Effects of Fast-Neutron Irradiation on Tensile Properties and Swelling Behavior of Vanadium Alloys

Abstract

Fast-neutron-induced void formation in commercial pure vanadium is dramatically reduced by additions of titanium and/or chromium. As little as 1 percent by weight titanium decreases the void number density and void volume fraction by factors of 30 and 100, respectively, compared with pure vanadium after exposure at 525 C (977 F) to a fluence of 1.1 × 1022 n/cm2, En > 0.1 MeV. Additions of 3 percent by weight titanium or greater suppress void formation entirely under the same exposure conditions.

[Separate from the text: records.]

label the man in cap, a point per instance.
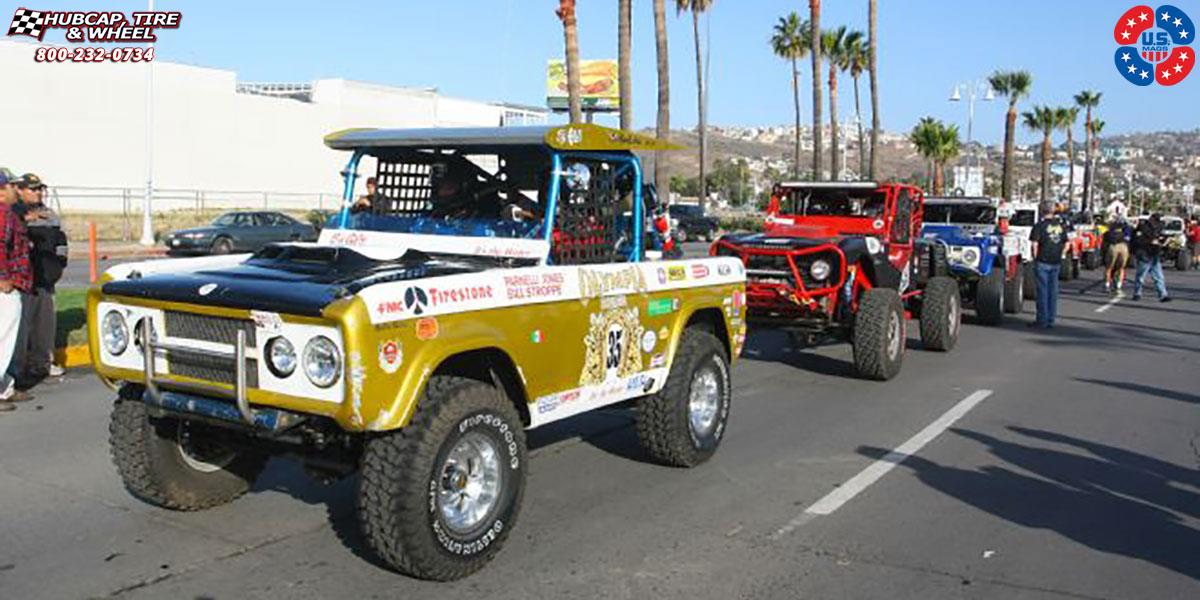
(48, 257)
(15, 279)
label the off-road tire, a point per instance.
(1031, 282)
(1183, 259)
(941, 315)
(401, 472)
(990, 298)
(148, 457)
(1014, 292)
(664, 426)
(875, 357)
(222, 246)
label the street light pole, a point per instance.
(147, 225)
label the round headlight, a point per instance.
(114, 333)
(281, 357)
(971, 256)
(820, 269)
(322, 363)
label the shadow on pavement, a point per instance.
(1150, 390)
(1110, 499)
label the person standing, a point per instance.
(15, 279)
(1116, 244)
(1147, 250)
(48, 257)
(1049, 238)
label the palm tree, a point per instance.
(696, 7)
(567, 15)
(624, 78)
(939, 144)
(790, 41)
(1045, 120)
(1067, 118)
(663, 124)
(815, 52)
(873, 36)
(833, 45)
(1014, 84)
(858, 58)
(1087, 100)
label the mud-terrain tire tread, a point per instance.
(990, 298)
(133, 444)
(870, 336)
(935, 331)
(393, 499)
(665, 433)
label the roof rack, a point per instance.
(832, 185)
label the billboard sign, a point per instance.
(598, 85)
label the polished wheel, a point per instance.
(469, 483)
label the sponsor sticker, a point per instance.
(427, 329)
(267, 321)
(390, 355)
(660, 306)
(649, 340)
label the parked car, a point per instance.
(239, 232)
(846, 261)
(415, 343)
(688, 222)
(985, 262)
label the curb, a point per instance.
(72, 357)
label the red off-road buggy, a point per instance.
(846, 259)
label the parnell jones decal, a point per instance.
(82, 28)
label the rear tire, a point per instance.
(438, 497)
(683, 424)
(1014, 292)
(941, 315)
(171, 463)
(879, 339)
(990, 298)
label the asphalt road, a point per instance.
(1077, 477)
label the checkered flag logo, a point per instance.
(28, 23)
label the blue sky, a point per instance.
(497, 49)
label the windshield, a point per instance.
(975, 214)
(1025, 217)
(834, 203)
(478, 196)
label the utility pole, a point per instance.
(147, 225)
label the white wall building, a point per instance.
(82, 127)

Alloys of 10 and 15 percent by weight chromium have also been found beneficial in limiting swelling. Internal-friction measurements show that the reduction in void formation in the vanadium-titanium alloys may be partly related to the removal of interstitial impurities, oxygen, and nitrogen by the titanium to form a coherent precipitate of Ti3O2 or a complex oxynitride. Excess oxygen in the alloy after consumption of the available titanium as a precipitate results in increased void formation and also loss of precipitate coherency. The tensile properties of V-20Ti alloy are only slightly affected by in-reactor exposures as high as 5.4 × 1022 n/cm2, En > 0.1 MeV. Initial hardening is observed at low fluences and irradiation temperatures that are probably due to point-defect clusters or precipitates nucleating on interstitial impurities. However, the hardening effect saturates after low neutron exposures and is found to be independent of both fluence and temperature. Specimens of V-20Ti irradiated at ∼600 C (1112 F) to the highest fluence of ∼ 6 × 1022 n/cm2, En > 0.1 MeV showed a few voids and a dislocation network. However, under these conditions, swelling is negligible and is not sufficiently severe to cause any noticeable effect on the tensile properties.